リーベル氏は、ワークアンドコーを元ヒュージの役員たちとともに共同設立した。このメンバーには、ヒュージで元デザイン部門を率いていたジョー・スチュワート氏、元パートナーであり商品デザイン部門を率いていたフェリペ・メモリア氏、商品デザイン部長のマルセロ・エドゥアード氏、ヒュージの元商品戦略を率いていたモハン・ラマスワミー氏が含まれる。
2015年の夏にはヒュージにてAppleのアカウントプランナーを担当していたケイシー・シーハン氏と、ヒュージのグローバル・クリエイティブ・デイレクターを担当していたジョン・ジャクソン氏を雇い入れた。これで役員10人中8人は、元ヒュージの職員ということになる。
なぜ、彼らは辞めようとしないのか?
自社株を所有できることと、リーベル氏が思い描いたデザインワークの実現は、多くの社員にとって魅力的だ。それには、グローバル・クリエイティブ・デイレクターのジャクソン氏も賛同している。

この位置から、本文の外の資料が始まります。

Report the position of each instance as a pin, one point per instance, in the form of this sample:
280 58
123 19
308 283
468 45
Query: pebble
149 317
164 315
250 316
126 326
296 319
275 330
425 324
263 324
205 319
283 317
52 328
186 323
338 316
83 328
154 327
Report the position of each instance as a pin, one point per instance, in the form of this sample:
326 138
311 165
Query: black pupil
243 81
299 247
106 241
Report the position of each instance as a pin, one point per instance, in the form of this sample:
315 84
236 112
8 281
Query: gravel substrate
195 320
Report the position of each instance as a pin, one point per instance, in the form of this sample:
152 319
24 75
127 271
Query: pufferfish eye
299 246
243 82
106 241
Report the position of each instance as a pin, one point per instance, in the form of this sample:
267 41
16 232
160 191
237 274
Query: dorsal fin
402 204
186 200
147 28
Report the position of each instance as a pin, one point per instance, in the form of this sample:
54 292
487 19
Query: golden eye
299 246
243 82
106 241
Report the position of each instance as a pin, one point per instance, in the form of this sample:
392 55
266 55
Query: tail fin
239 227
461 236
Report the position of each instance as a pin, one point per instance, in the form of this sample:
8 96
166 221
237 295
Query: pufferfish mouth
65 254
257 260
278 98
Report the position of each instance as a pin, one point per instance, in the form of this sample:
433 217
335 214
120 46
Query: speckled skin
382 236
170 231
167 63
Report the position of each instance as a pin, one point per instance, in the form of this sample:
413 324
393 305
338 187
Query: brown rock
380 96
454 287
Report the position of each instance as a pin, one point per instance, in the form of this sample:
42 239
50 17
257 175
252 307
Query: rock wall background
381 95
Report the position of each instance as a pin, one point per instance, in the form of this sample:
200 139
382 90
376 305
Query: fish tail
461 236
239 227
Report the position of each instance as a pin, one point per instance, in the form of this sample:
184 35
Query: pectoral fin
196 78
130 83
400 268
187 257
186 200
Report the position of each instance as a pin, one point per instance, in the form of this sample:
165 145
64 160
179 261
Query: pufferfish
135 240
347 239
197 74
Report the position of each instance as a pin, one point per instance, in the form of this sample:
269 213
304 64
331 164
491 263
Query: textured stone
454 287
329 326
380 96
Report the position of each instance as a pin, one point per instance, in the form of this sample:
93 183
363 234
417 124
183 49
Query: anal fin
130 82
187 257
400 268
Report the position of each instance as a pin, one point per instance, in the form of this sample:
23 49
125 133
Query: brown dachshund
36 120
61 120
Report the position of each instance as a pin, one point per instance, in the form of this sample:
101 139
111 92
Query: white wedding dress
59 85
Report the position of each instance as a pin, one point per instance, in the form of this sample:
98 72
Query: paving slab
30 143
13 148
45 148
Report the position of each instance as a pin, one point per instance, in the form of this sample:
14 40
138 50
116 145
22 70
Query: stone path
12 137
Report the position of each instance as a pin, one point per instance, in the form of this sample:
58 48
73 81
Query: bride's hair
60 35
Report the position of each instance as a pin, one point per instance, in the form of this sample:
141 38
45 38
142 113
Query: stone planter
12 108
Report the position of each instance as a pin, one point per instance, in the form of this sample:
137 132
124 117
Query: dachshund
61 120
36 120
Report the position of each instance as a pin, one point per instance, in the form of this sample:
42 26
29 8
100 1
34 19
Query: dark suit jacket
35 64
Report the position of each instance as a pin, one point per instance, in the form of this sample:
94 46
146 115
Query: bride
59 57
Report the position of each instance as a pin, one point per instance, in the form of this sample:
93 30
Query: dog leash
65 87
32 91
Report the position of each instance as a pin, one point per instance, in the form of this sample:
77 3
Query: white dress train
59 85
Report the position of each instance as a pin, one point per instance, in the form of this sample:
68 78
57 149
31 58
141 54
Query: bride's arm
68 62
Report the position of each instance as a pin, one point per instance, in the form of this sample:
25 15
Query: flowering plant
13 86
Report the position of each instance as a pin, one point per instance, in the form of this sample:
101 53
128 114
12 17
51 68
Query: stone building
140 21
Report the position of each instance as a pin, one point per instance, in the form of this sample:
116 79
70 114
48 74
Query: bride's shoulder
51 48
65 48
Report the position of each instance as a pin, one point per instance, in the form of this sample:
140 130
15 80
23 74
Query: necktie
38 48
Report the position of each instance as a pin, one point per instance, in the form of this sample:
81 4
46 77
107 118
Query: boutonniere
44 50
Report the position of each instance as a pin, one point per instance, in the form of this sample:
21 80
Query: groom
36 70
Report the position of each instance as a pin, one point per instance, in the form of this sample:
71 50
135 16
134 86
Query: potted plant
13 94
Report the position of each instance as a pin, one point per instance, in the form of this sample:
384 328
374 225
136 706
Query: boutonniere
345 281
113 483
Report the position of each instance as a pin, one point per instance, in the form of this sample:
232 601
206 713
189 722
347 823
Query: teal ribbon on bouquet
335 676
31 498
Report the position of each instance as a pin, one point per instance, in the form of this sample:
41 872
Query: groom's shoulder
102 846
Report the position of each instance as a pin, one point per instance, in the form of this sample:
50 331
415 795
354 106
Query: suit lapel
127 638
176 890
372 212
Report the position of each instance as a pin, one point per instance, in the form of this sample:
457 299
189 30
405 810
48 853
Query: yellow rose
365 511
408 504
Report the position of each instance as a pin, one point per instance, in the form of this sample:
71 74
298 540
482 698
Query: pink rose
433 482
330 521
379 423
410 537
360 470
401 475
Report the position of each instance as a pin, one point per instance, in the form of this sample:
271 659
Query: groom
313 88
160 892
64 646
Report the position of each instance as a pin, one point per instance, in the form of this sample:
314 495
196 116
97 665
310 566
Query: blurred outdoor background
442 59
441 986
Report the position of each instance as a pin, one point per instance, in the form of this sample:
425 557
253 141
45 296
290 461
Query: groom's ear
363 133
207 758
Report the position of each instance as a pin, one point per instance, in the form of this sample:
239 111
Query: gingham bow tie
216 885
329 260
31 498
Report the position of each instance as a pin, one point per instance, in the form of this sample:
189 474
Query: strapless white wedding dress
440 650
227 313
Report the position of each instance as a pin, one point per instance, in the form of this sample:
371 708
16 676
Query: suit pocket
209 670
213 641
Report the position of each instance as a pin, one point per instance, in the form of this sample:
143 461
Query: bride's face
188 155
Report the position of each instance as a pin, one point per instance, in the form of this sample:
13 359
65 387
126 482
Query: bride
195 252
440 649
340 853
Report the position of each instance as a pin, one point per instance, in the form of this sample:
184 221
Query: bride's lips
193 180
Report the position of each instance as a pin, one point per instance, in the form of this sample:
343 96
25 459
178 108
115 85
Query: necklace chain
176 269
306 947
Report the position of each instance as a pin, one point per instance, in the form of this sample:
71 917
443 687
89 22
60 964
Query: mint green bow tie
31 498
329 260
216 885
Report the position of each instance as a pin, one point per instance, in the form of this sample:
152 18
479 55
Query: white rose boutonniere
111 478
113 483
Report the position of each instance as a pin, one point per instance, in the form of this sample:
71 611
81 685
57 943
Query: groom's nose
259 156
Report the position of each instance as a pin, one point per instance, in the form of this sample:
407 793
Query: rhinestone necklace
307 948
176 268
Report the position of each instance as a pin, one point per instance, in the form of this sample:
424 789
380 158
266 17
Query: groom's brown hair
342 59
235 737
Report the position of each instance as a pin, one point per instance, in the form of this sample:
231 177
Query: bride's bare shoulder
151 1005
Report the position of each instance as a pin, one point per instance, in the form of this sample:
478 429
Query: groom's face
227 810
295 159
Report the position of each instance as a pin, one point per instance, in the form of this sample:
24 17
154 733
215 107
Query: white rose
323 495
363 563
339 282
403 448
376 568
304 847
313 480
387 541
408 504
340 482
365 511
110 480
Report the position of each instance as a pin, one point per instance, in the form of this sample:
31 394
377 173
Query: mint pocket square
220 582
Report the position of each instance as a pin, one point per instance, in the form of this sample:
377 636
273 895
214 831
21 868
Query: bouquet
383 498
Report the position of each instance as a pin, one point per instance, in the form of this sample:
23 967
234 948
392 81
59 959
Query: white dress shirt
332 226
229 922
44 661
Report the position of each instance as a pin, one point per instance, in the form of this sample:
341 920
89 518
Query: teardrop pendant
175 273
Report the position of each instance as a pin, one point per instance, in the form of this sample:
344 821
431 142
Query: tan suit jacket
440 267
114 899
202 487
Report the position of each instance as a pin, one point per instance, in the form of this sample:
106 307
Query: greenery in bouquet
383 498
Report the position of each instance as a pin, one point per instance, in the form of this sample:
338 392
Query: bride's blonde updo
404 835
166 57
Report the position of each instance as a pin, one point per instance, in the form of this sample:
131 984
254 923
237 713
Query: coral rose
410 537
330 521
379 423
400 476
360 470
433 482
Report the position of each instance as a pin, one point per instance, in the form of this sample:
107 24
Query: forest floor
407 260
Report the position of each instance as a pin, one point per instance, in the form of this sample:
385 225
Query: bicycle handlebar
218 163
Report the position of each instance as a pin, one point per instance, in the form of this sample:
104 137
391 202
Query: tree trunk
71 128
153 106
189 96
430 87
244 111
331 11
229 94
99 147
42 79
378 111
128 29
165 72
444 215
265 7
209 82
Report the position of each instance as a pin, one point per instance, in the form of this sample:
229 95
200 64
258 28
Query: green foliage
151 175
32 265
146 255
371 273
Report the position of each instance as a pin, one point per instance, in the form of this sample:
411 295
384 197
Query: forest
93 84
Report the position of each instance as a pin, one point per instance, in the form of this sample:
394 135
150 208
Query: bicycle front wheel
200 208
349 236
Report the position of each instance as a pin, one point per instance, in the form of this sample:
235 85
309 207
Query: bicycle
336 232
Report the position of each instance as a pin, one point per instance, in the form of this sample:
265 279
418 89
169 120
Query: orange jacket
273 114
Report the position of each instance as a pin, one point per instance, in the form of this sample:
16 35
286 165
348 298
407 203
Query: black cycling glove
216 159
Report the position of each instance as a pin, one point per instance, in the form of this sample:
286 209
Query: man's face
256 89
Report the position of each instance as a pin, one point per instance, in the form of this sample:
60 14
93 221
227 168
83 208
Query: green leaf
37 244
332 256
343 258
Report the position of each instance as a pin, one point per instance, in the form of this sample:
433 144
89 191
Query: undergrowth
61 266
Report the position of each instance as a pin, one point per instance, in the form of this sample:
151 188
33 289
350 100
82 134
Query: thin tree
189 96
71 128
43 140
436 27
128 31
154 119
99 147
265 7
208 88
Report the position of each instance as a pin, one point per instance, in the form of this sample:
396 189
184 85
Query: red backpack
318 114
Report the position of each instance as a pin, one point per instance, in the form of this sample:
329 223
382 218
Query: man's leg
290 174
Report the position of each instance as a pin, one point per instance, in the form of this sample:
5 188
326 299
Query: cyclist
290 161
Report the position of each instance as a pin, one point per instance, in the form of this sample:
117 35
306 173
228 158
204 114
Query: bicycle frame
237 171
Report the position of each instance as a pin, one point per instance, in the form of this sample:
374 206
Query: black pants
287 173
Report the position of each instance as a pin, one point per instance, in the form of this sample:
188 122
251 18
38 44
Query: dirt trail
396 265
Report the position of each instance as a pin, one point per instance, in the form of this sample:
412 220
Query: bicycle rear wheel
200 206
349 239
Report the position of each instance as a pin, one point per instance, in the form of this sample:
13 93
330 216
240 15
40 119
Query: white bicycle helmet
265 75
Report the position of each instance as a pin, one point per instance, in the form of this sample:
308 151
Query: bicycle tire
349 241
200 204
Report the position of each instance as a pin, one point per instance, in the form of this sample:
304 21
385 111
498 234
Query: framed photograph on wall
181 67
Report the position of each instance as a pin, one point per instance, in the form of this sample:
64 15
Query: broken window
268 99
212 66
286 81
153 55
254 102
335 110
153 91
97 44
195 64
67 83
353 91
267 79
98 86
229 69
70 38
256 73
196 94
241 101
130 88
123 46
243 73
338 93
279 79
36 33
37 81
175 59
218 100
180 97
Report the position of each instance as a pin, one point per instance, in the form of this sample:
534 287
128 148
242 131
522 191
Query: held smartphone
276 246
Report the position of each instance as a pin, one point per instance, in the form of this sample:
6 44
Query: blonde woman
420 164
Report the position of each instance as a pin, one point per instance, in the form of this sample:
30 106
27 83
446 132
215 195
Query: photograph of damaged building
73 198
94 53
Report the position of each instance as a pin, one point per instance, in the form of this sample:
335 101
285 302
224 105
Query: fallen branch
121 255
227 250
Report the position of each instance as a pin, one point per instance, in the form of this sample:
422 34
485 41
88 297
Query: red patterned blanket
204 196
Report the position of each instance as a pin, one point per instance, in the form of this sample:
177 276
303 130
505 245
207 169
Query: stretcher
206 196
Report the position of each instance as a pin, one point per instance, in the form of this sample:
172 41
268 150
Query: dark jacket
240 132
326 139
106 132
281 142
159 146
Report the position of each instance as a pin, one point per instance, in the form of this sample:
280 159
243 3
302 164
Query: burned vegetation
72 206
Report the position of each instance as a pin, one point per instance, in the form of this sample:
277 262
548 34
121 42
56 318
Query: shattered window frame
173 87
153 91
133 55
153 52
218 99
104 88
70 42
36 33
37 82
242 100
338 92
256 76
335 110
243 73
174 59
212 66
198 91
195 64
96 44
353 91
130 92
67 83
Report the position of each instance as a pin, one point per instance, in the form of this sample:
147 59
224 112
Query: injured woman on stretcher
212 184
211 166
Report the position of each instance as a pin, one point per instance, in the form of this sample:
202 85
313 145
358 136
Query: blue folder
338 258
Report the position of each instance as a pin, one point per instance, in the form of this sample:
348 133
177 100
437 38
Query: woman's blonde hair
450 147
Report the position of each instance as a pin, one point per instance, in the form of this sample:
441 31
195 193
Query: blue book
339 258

また、ヒュージで元デザイン部門を率いていたスチュワート氏も将来的に自身のエージェンシーを経営するために、今後もデザインを続けていきたいという意向を示す。ワークアンドコーは彼らのような人材にはうってつけの環境を提供できているのだ。
マネージングパートナーであるMCDパートナーズ(MCD Partners)のデイビッド・イーストマン氏は「彼らは当たり前のことを真っ当にできているのがすごい」と話す。「彼らは才能豊かな人材を魅了し、社内につなぎ留めてきた。それは本当に難しいことだ」。
魅了される、クライアントたち
ワークアンドコーは、現在のデジタルショップがどうあるべきかを理解していると、リーベル氏は話す。同社はデジタル商品やサービスをとても重要視しているからだ。そしてワークアンドコーのデザイナーは、ほとんどが上席レベルのデザイナーで、しかも皆、協力的な人間ばかりだ。これがクライアントを魅了し、魅きつけているのだろう。
「クライアントは、商品とサービスの両方が必要だと、気付き始めている」と、リーベル氏。また、その運命をコントロールするためには、顧客とのエンゲージを獲得しなくてはならないと気づいた者が、もっとも優れているとも付け加えた。
その良い例として、航空会社ヴァージン・アメリカの新しいオンライン予約サイトが挙げられる。同社は、ワークアンドコーの最初のクライアントとして、クリーンな見た目で、モバイル仕様を基盤にしたオンライン予約サイトの再構築を行った。その使い勝手は、利用者からの圧倒的な支持を得たのだ。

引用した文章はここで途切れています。